ImmunityBio has reported ongoing complete responses of up to 15 months in two recipients of its CAR-NK cell therapy, leading the biopharma to talk up the prospects of the off-the-shelf blood cancer treatment.
Patients in the phase 1 trial are receiving ImmunityBio’s CD19 CAR-NK cell therapy in combination with anti-CD20 antibody rituximab. Last year, the company reported complete responses in two patients with Waldenstrom macroglobulinemia, a type of non-Hodgkin lymphoma. At the time, one of the complete responses had lasted six months.

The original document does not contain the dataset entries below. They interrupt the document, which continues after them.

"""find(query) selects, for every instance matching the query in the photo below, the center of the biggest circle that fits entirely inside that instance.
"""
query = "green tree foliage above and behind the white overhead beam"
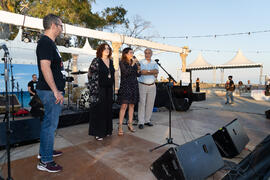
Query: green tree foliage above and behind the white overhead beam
(76, 12)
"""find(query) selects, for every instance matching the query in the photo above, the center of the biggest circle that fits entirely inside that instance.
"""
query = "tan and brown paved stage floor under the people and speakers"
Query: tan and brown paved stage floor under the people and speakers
(128, 157)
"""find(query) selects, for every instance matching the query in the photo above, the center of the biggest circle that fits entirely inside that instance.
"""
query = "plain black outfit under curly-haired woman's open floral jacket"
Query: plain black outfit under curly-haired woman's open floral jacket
(100, 120)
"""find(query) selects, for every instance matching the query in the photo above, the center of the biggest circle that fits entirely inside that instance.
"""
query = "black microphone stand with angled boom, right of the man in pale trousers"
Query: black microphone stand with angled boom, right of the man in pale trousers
(169, 139)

Friday, ImmunityBio said the two complete responses are ongoing after seven and 15 months. The patients received four cycles of CD19 CAR-NK plus rituximab, with no further treatment thereafter. Current standards of care failed both patients, who had extensive disease at baseline.
Complete remissions occurred after two treatment cycles. Doctors administered the treatments in outpatient settings without the chemotherapy and lymphodepletion regimens required for some other cell therapies.
“To date, all patients have been treated as outpatients with no serious adverse events, demonstrating the feasibility of delivering potent cellular immunotherapy without the morbidity traditionally associated with cell-based treatments,” Lennie Sender, M.D., chief medical officer, liquid tumors and cell therapy at ImmunityBio, said in a statement.
The biopharma is continuing to enroll patients in the rituximab-combination study while preparing to start a follow-up trial. The next study will assess the CAR-NK cell therapy in combination with rituximab and Anktiva, an IL-15 agonist designed to activate natural killer cells.
The FDA approved ImmunityBio’s Anktiva for bladder cancer in 2024, with the company reporting preliminary net product revenue of $38.3 million for the fourth quarter of 2025.
While sales of Anktiva are growing, ImmunityBio’s promotion of the drug has prompted a warning from the FDA, after the agency took issue with the efficacy statistics quoted by the biopharma.